First of all, note that for all $n\in\mathbb{N}$ $$\lim_{x\rightarrow\infty}F_n(x)=n\left[\lim_{x\rightarrow\infty}\left(\int_a^{x+\frac{1}{n}}f(t)\mathrm{d}t- \int_a^xf(t)\mathrm{d}t\right)\right]=n\left[\int_a^{\infty}f(t)\mathrm{d}t-\int_a^{\infty}f(t)\mathrm{d}t\right]=0.$$ Now let $\varepsilon>0$ be arbitrary. By uniform continuity, there is a $\delta>0$ such that for all $t,x\in\left[a,\infty\right)$, we have $|f(t)-f(x)|<\varepsilon$ whenever $|t-x|<\delta$. Pick $N\in\mathbb{N}$ such that $\frac{1}{n}<\delta$ for all $n\ge N$. Then for all $x\in\left[a,\infty\right)$, we have $$\left|n\int_x^{x+\frac{1}{n}}f(t)\mathrm{d}t-f(x)\right|=\left|n\int_x^{x+\frac{1}{n}}f(t)-f(x)\mathrm{d}t\right|\le n\int_x^{x+\frac{1}{n}}|f(t)-f(x)|\mathrm{d}t\le\varepsilon.$$ Since $\varepsilon$ and $x$ were arbitrary, we conclude that $\lVert F_n-f\rVert\rightarrow0$ as $n\rightarrow\infty$, i.e. $F_n\rightarrow f$ uniformly. Thus, $$\lim_{x\rightarrow\infty}f(x)=\lim_{x\rightarrow\infty}\lim_{n\rightarrow\infty}F_n(x)=\lim_{n\rightarrow\infty}\lim_{x\rightarrow\infty}F_n(x)=0.$$

Assume that $\lim_{x \to \infty}f(x) =0$ does not hold and arrive at contradiction with the fact that the integral of $f$ is convergent.

If $\lim_{x \to \infty} f(x) = 0$ does not hold then there exists $\epsilon_0 > 0$ and a sequence $x_n \to \infty$ such that $|f(x_n)| \geqslant \epsilon_0$ for all $n$.

Assume WLOG that $f(x_n) \geqslant \epsilon_0$.
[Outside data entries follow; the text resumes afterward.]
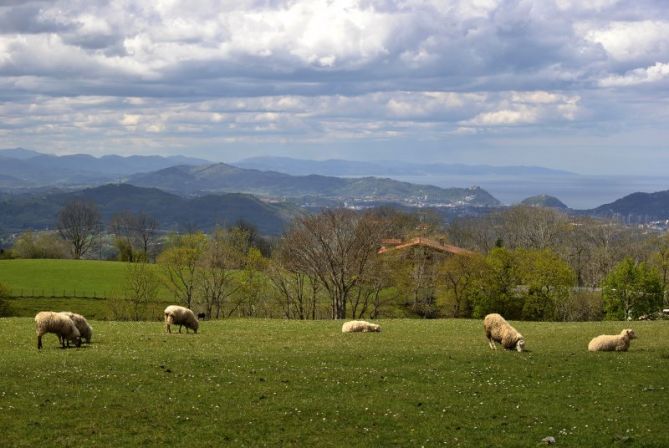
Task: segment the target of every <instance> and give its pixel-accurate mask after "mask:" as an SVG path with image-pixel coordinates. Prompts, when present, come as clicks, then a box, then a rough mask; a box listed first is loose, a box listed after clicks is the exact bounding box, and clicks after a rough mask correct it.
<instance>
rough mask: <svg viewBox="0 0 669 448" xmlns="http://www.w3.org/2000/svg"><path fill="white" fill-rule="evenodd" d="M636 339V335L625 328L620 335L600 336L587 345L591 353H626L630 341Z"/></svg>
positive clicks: (608, 335) (628, 345)
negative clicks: (599, 352)
mask: <svg viewBox="0 0 669 448" xmlns="http://www.w3.org/2000/svg"><path fill="white" fill-rule="evenodd" d="M632 339H636V333H634V330H632V329H631V328H626V329H624V330H623V331H621V332H620V334H614V335H611V334H602V335H599V336H597V337H596V338H594V339H593V340H592V341H590V343H589V344H588V351H591V352H613V351H616V352H626V351H627V349H628V348H629V347H630V340H632Z"/></svg>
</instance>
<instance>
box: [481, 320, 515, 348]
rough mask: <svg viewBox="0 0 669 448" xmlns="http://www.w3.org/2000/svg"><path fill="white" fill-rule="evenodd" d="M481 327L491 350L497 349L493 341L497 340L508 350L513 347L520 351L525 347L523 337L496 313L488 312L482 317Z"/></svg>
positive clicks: (500, 343)
mask: <svg viewBox="0 0 669 448" xmlns="http://www.w3.org/2000/svg"><path fill="white" fill-rule="evenodd" d="M483 328H484V329H485V335H486V337H487V338H488V345H490V348H491V349H493V350H497V346H496V345H495V342H499V343H500V344H502V346H504V348H506V349H509V350H513V349H514V348H515V349H516V350H518V351H519V352H522V351H523V349H524V348H525V338H524V337H523V335H522V334H520V333H519V332H518V330H516V329H515V328H513V327H512V326H511V325H510V324H509V323H508V322H507V321H506V320H504V318H503V317H502V316H501V315H499V314H497V313H493V314H488V315H487V316H486V317H485V319H483Z"/></svg>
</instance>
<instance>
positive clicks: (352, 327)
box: [341, 320, 381, 333]
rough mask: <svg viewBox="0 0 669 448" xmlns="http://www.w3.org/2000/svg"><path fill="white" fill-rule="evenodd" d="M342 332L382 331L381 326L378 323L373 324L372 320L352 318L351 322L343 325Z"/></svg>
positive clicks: (368, 331)
mask: <svg viewBox="0 0 669 448" xmlns="http://www.w3.org/2000/svg"><path fill="white" fill-rule="evenodd" d="M341 332H342V333H368V332H374V333H380V332H381V326H380V325H378V324H372V323H370V322H366V321H364V320H351V321H349V322H345V323H344V325H342V326H341Z"/></svg>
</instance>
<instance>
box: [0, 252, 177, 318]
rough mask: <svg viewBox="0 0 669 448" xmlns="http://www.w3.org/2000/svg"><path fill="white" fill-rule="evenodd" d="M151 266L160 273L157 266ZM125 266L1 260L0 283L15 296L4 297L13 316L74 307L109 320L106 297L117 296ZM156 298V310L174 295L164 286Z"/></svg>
mask: <svg viewBox="0 0 669 448" xmlns="http://www.w3.org/2000/svg"><path fill="white" fill-rule="evenodd" d="M152 267H153V268H154V269H155V270H156V271H157V272H159V273H160V267H159V266H157V265H152ZM127 269H128V265H127V263H121V262H116V261H94V260H20V259H19V260H0V283H3V284H5V285H6V286H7V287H9V288H10V290H11V294H12V296H14V297H13V298H11V299H9V300H7V303H8V304H9V307H10V311H11V314H12V315H14V316H26V317H27V316H34V315H35V313H36V312H38V311H40V310H77V312H78V313H81V314H83V315H85V316H87V317H88V318H92V319H110V318H112V317H113V316H112V315H111V312H110V307H109V303H108V301H107V300H106V298H109V297H114V296H115V295H116V296H118V295H120V291H121V288H122V285H123V282H124V278H125V275H126V272H127ZM84 297H86V298H84ZM92 297H97V298H95V299H93V298H92ZM159 297H160V300H159V303H157V304H156V305H155V308H156V309H164V308H165V306H166V305H167V304H169V303H174V299H173V294H172V293H171V292H170V291H169V290H168V289H167V288H166V287H165V286H164V285H163V286H161V288H160V290H159ZM152 314H156V313H152ZM156 315H160V313H158V314H156Z"/></svg>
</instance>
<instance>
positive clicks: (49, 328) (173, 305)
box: [35, 305, 636, 352]
mask: <svg viewBox="0 0 669 448" xmlns="http://www.w3.org/2000/svg"><path fill="white" fill-rule="evenodd" d="M164 315H165V330H166V331H167V332H168V333H171V332H172V330H171V326H172V325H178V326H179V333H181V327H186V333H188V330H193V332H194V333H197V330H198V328H199V326H200V324H199V321H198V319H197V317H195V313H193V311H191V310H190V309H188V308H185V307H183V306H178V305H170V306H168V307H167V308H165V311H164ZM483 329H484V330H485V335H486V338H488V345H489V346H490V348H491V349H493V350H497V345H496V344H497V343H499V344H501V345H502V346H503V347H504V348H506V349H509V350H514V349H515V350H517V351H519V352H522V351H523V350H524V349H525V338H524V337H523V335H522V334H520V333H519V332H518V330H516V329H515V328H513V327H512V326H511V325H510V324H509V323H508V322H507V321H506V320H505V319H504V318H503V317H502V316H501V315H499V314H497V313H493V314H488V315H487V316H486V317H485V319H483ZM341 331H342V333H368V332H374V333H378V332H380V331H381V326H380V325H378V324H373V323H370V322H366V321H364V320H352V321H348V322H345V323H344V325H342V328H341ZM35 332H36V333H37V348H38V349H41V348H42V336H44V335H45V334H46V333H54V334H56V335H57V336H58V341H59V342H60V344H61V346H62V347H63V348H65V347H66V346H67V347H69V345H70V342H72V343H74V344H75V345H76V346H77V347H80V346H81V342H82V340H85V341H86V343H88V344H90V342H91V338H92V337H93V328H92V327H91V326H90V325H89V324H88V322H87V321H86V318H84V317H83V316H82V315H80V314H76V313H71V312H69V311H62V312H59V313H57V312H54V311H41V312H39V313H37V315H36V316H35ZM635 338H636V334H635V333H634V331H633V330H632V329H629V328H627V329H625V330H623V331H621V332H620V334H617V335H606V334H603V335H600V336H597V337H596V338H594V339H592V340H591V341H590V343H589V344H588V350H589V351H591V352H597V351H622V352H625V351H627V349H628V348H629V346H630V340H631V339H635Z"/></svg>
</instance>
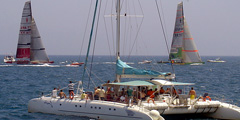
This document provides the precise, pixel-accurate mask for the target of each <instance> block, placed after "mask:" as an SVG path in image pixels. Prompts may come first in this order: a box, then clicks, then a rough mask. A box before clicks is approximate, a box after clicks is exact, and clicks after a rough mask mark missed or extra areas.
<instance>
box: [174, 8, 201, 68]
mask: <svg viewBox="0 0 240 120" xmlns="http://www.w3.org/2000/svg"><path fill="white" fill-rule="evenodd" d="M169 59H170V60H171V62H172V63H173V64H179V65H185V64H193V63H200V64H204V62H202V60H201V57H200V56H199V53H198V50H197V47H196V44H195V42H194V40H193V37H192V35H191V34H190V30H189V28H188V25H187V21H186V18H185V16H184V13H183V4H182V3H180V4H178V7H177V14H176V21H175V28H174V33H173V38H172V45H171V50H170V54H169Z"/></svg>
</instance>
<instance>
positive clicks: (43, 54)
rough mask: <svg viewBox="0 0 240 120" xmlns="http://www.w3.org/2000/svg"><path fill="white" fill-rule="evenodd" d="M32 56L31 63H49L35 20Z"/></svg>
mask: <svg viewBox="0 0 240 120" xmlns="http://www.w3.org/2000/svg"><path fill="white" fill-rule="evenodd" d="M30 48H31V55H30V61H31V62H37V63H44V62H49V58H48V56H47V53H46V51H45V48H44V46H43V43H42V39H41V36H40V34H39V31H38V28H37V25H36V23H35V20H34V19H32V34H31V47H30Z"/></svg>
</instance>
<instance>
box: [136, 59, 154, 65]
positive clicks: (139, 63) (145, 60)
mask: <svg viewBox="0 0 240 120" xmlns="http://www.w3.org/2000/svg"><path fill="white" fill-rule="evenodd" d="M151 62H152V61H151V60H144V61H142V62H138V64H150V63H151Z"/></svg>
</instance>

There exists by uniform continuity of $f$ a $\delta > 0$ such that $|f(t) - f(x_n)| < \epsilon_0/2$ for all $t \in [x_n - \delta,x_n + \delta].$

This implies $f(t) > \epsilon_0/2$ and

$$ \int_{x_n - \delta}^{x_n + \delta} f(t) \, dt > \epsilon_0\delta$$

This violates the Cauchy criterion for convergence of the improper integral since $x_n$ can be arbitrarily large.